Perhaps I should have and still should, however, this is the part my simple mind can't seem to get. Why would I need medication for tendencies of OCD if I dont actually have the disorder, just tendencies. TO me, that seems like taking aspirin if you have a sudden pain in your head but you dont have a headache. Does this make sense? This is what I can't really get my head around and have been worrying about. So, now I am worrying about not having OCD but having the symptoms of it and worrying why.
 

Retired

Member
I was given Zoloft and I asked my Doctor to try something else and he said that I didnt give it long enough to work so I tried a higher dosage

Medications like Zoloft which is classified as an SSRI are used to treat OCD. They do not work like, say, aspirin..that is to say and Zoloft is not used for symtomatic relief, but rather as a long term therapy by re-setting brain neuro chemistry.
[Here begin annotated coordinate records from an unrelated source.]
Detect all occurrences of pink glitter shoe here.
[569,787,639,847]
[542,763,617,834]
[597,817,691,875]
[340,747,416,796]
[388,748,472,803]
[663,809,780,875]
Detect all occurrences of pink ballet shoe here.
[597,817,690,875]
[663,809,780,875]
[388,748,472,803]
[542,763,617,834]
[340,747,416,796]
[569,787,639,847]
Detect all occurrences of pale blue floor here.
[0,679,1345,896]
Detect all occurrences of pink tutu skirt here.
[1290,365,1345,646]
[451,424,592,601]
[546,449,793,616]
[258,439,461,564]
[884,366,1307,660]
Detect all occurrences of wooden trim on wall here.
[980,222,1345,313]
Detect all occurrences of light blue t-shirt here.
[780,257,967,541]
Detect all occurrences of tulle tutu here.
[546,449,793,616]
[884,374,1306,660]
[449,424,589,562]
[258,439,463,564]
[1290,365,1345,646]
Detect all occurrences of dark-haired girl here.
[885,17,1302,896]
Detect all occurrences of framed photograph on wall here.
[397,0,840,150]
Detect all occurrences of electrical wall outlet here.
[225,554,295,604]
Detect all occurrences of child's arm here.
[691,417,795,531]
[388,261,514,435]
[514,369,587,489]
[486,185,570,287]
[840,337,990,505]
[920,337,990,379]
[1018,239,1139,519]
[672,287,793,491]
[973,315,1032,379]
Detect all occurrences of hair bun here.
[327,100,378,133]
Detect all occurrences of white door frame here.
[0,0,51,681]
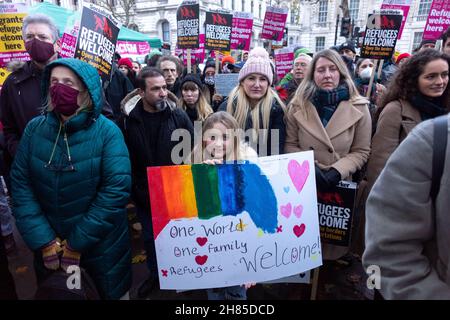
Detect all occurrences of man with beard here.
[122,67,194,298]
It's not clear who ordered the dose increase in your case, but a dose change in itself may not produce an effect other than increase side effects.

Dosages are often determined by the condition being treated, and SSRI's require several weeks to a few months before effectiveness can be evaluated.

I quit taking it and I didnt go back to the Doctor.

In order to get control over your disorder, regardless of the degree of the disorder, mild or severe, you need to be patient and work with your doctor over a period of time. There is no "one size fits all" recipe and sometimes requires a modification in dose or even change in compound, so you need to be willing to take the time it needs.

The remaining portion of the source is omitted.